Ich glaube, die Thematik ist etwas vielfältiger, als dass man sie auf solche Beispiele reduzieren könnte, die sich zudem in keiner Weise mit deutschen Städten vergleichen lassen. Wo wir aber schon dabei sind: In Paris, London, New York ist doch ganz genau das passiert, was ich bereits anmerkte. Die Ghettoisierung und Teilung der Gesellschaft. Schau dir alleine mal London mit offenen Augen an. Die Hälfte gehört eingestampft, weil der einen Hälfte davon jegliche vernünftige Infrastruktur fehlt und in der anderen Hälfte gewohnt wird, wie hier die Ratten auf der Mülldeponie nicht hausen möchten. In Paris (und in anderen französischen Metropolen) ist die Kacke am dampfen. Von den sogenannten "Gelbwesten-Protesten" kriegen wir hier nur einen Bruchteil mit. Die Zustände in diesen Städten sind für uns definitiv nicht erstrebenswert, auch wenn sie noch so interessant für Touristen sind.
Natürlich gab es schon immer Ortschaften, Vororte, Wohngebiete und Villenviertel für den betuchteren Teil der Gesellschaft. Dagegen ist auch überhaupt nichts einzuwenden (und hierzu darf es auch kein Gejammer geben). Es ist keineswegs zu fordern, dass die Öffentliche Hand Luxuswohnungen baut, damit jeder Hansel für ‘nen Appel und ‘nen Ei in Saus und Braus leben kann. Wenn jedoch der Durchschnittsverdiener in ganz normalen Wohngegenden weit mehr als die Hälfte seines Haushaltseinkommens und überdurchschnittlich viel allein fürs Wohnen aufbringen muss, wird die Schieflage offenbar. Nicht von ungefähr verkommen immer mehr Stadtteile und ganze Städte zu Single-Hochburgen (wie z.B. "Minga"). Auch das kann keinesfalls für unsere Zukunft erstrebenswert sein.
Sozialer bzw. gemeinnütziger Wohnungsbau ist in den Kommunen in dem Maße durchzuführen, wie er erforderlich ist. Letztlich betrifft das einen Teil der Gesellschaft, den es schon immer gab und den es immer geben wird. Der Unterschied zu früher ist der, dass die Kommunen ihr "Tafelsilber" hirnfrei verscherbelt haben und nunmehr sozial Bedürftige, mangels anderer Möglichkeiten, für teuerstes Geld in Wohnungen privater Investoren unterbringen müssen - die damit Wohnraum für Normalverdiener blockieren.

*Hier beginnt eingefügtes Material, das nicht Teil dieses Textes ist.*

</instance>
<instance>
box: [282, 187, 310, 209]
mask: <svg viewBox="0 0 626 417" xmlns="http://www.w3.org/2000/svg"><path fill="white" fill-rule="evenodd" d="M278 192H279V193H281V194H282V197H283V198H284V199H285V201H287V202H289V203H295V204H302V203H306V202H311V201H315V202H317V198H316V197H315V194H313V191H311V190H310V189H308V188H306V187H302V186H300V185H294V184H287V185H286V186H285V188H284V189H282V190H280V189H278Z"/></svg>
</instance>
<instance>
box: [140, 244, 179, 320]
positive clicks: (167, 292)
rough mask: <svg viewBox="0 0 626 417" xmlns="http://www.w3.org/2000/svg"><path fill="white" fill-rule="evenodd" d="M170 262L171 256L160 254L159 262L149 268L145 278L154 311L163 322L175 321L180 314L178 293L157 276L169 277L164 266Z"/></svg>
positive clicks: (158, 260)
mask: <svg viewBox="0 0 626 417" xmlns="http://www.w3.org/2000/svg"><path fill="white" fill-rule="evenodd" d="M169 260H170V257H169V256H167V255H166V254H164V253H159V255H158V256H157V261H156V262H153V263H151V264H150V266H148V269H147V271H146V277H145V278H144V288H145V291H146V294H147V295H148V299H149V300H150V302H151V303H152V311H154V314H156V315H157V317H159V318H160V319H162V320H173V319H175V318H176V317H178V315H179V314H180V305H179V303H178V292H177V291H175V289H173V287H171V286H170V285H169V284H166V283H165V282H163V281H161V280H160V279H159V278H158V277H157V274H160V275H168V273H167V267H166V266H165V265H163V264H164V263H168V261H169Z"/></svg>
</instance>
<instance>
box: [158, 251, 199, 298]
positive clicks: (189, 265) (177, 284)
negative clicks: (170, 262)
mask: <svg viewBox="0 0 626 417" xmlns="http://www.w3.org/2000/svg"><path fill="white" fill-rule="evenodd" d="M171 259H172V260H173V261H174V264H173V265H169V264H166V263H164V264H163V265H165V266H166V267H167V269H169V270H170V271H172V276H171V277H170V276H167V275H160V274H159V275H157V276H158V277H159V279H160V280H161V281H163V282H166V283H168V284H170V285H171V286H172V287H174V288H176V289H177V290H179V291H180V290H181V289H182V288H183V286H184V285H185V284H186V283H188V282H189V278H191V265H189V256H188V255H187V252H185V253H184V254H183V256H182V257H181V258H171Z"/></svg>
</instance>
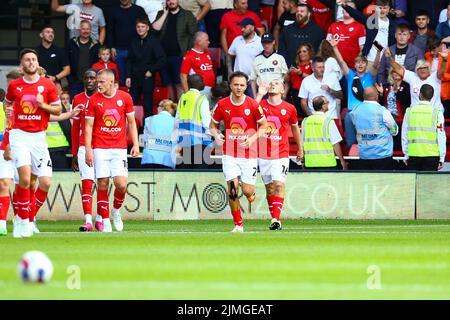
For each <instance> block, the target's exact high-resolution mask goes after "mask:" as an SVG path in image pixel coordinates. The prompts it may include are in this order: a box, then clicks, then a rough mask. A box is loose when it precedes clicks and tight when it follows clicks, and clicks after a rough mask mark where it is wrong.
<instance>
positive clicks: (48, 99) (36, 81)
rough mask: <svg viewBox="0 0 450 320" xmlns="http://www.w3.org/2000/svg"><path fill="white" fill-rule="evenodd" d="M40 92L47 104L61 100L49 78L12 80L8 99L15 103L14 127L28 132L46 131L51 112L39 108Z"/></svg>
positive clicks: (51, 103) (8, 93) (8, 95)
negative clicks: (59, 98) (38, 103)
mask: <svg viewBox="0 0 450 320" xmlns="http://www.w3.org/2000/svg"><path fill="white" fill-rule="evenodd" d="M38 93H40V94H41V95H42V96H43V98H44V102H45V103H47V104H50V105H52V104H59V103H60V102H61V101H60V99H59V96H58V90H57V89H56V86H55V84H54V83H53V81H51V80H50V79H48V78H44V77H39V78H38V79H37V80H36V81H34V82H29V81H27V80H25V79H24V78H23V77H21V78H19V79H16V80H13V81H11V83H10V84H9V87H8V92H7V93H6V100H7V101H8V102H10V103H13V104H14V105H13V106H14V118H13V123H12V129H20V130H23V131H26V132H40V131H45V130H46V129H47V126H48V120H49V118H50V114H49V113H47V112H45V111H44V110H43V109H42V108H39V106H38V104H37V101H36V95H37V94H38Z"/></svg>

Es ist nicht die Aufgabe der Kommunen, Wohnungen und Bauland zu versilbern, um den privaten Investoren nachher auch noch sichere Mieteinnahmen zu bescheren. Eine der grundlegenden Aufgaben der Öffentlichen Hand ist es, für erschwinglichen Wohnraum zu sorgen. Das geht beispielsweise mit der Ausweisung von Baugebieten für junge Familien im Direktverkauf und eben mit dem gemeinnützigen Wohnungsbau (ob mit oder ohne privatem Investor) sowie mit Sozialbauten. Leider funktioniert das in letzter Zeit offenbar nicht mehr in ausreichendem Umfang.
Nebenbei bemerkt, halte ich es auch für nicht erstrebenswert, dass immer mehr Leute aus der Stadt und ihrem Speckgürtel wegziehen müssen, um dann täglich stundenlang ein- und auspendeln zu dürfen. Das ist weder ökonomisch noch ökologisch sinnvoll. Für mich persönlich bedeutet jede Pendelstunde einen erheblichen Verlust an Lebensqualität - weshalb ich nur ganze fünf Minuten Pendele
Wir alle wollen doch ein Mindestmaß an Lebensqualität. Wie soll das alles funktionieren, mit jungen Familien, Kindern, Bildung etc., wenn wir schon an so schnöden Aufgaben wie einfachem Wohnraum als Existenzgrundlage scheitern?